На следующий день вернулся из Фороса Горбачев. Уже не помню почему, был гигантский митинг на Манежной площади. Горбачев говорил о том, что теперь реакция уничтожена, наступит подлинная демократия. После своей речи Горбачев подошел к нам, склонился перед Еленой Георгиевной, она поцеловала его в лоб. Мы стояли где-то на трибуне, хотя, по-моему, ни я, ни она выступать не собирались.
Но Елена Георгиевна все реже бывала в Москве, я же в Бостоне был у них всего один раз (жил у Тани Янкелевич) и постепенно возникали разъединяющие нас люди и события.
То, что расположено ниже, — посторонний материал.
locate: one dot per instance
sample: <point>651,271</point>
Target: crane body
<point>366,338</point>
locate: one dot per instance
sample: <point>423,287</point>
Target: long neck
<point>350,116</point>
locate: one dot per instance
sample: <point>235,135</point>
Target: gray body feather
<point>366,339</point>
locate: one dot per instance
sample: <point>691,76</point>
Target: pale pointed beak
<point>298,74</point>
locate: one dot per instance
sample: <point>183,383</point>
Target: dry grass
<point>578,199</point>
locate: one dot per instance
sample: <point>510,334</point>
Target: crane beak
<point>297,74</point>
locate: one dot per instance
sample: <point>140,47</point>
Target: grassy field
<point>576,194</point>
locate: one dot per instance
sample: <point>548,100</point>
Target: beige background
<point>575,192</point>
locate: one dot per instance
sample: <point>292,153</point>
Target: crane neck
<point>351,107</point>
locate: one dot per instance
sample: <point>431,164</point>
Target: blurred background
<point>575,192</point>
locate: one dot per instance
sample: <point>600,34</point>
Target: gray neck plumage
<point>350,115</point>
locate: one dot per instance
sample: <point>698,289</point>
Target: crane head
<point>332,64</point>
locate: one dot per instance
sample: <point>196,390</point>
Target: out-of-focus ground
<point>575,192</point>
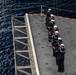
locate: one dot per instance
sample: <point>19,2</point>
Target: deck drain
<point>42,47</point>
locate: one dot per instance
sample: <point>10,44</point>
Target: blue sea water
<point>20,7</point>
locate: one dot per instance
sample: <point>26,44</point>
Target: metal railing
<point>59,12</point>
<point>24,52</point>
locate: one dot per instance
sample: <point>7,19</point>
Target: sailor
<point>60,58</point>
<point>56,28</point>
<point>58,42</point>
<point>56,35</point>
<point>52,16</point>
<point>52,22</point>
<point>48,19</point>
<point>48,13</point>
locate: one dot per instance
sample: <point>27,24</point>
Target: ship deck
<point>46,61</point>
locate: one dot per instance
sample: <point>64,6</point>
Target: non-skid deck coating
<point>46,61</point>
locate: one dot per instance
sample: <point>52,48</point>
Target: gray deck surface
<point>46,61</point>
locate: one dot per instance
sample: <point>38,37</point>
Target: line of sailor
<point>56,40</point>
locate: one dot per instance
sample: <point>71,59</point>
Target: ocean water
<point>20,7</point>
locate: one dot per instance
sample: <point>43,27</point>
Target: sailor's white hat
<point>55,26</point>
<point>49,9</point>
<point>59,38</point>
<point>56,32</point>
<point>52,15</point>
<point>61,44</point>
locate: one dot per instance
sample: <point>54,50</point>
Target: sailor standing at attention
<point>60,58</point>
<point>48,13</point>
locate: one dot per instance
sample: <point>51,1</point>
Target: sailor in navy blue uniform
<point>50,33</point>
<point>55,46</point>
<point>60,58</point>
<point>48,13</point>
<point>55,41</point>
<point>58,42</point>
<point>52,16</point>
<point>56,28</point>
<point>48,25</point>
<point>56,35</point>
У меня были серьезные основания плохо относиться к Юре Самодурову, директору Сахаровского музея. С помощью Елены Георгиевны (она его кому-то порекомендовала в Академии) его ненадолго сделали директором Геологического музея — на Манежной площади. Заместителем его считался член-кор академии Владимир Ильич Жегалло —крупный ученый и очень хороший человек. «Гласность» громили каждый год, но я, продавая очередную картину из своей коллекции, ее восстанавливал. Мне Владимир Ильич предложил в 1993 году, после разгрома на Поварской, и, соответственно — потери нами офиса, сдать помещение в их институте. Мы договорились. Для «Гласности» выбрали одну, но очень большую комнату, и тут Юра сказал: «Нет-нет, я не диссидент, я музейщик! Меня снимут, если я сдам вам комнату». Мы нашли что-то другое, его выгнали и без того, но Боннэр я пытался объяснить: «Елена Георгиевна, кого же Вы держите теперь в музее Сахарова!» Но она считала, что никого получше найти не сможет.
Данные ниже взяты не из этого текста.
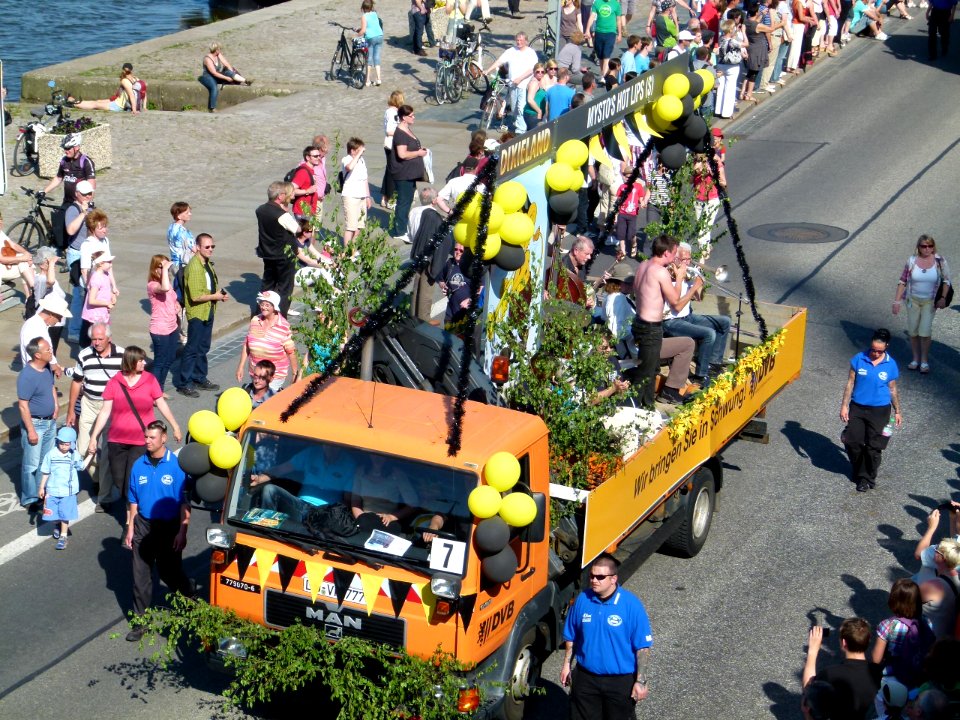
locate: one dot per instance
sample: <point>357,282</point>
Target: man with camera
<point>855,681</point>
У меня было довольно четкое представление — по-моему, я его описал в 2000 году в журнале «Индекс» — а когда я был в Бостоне и в Вашингтоне, что нечего держать в музее Сахарова эту ораву тунеядцев — было же известно, как Елене Георгиевне трудно достаются деньги на него. У Сахаровского музея высокая репутация, под его эгидой были возможны какие-то проекты и зарабатывать гранты, а не получать пожертвования без всякой деятельности — при Самодурове именно это происходило. К тому же, что еще важнее, в Москве, в результате полного тунеядства не было еще одной, влиятельной, реально действующей правозащитной организации. Почему-то и Ковалева — председателя правления, это устраивало. Меня звал в члены правления Гена Жаворонков, чтобы навести порядок, придать музею хоть какой-то смысл и начать практическую работу, но еще и на эту борьбу сил не хватало. Я даже обругал Елену Георгиевну, когда жулик Березовский предложил ей деньги (и активно это пропагандировал). Деньги Березовского (музеем не полученные) были прямо связаны с организацией второй войны в Чечне и все это было отвратительно и развращающе действовало на других: в результате, на «Общем действии» помощники Пономарева начали говорить, что «деньги не пахнут». А ведь в это время было к тому же довольно много уголовников, создававших свои фонды помощи заключенным, чтобы таким образом передавать деньги из воровских касс в зоны. И некоторые правозащитники с ними сотрудничали, получая свой процент, и эту фразу — «деньги не пахнут» — я услышал как раз в Сахаровском центре. Я написал в статье, что у традиционных бутербродов в музее острый привкус чеченской и русской крови.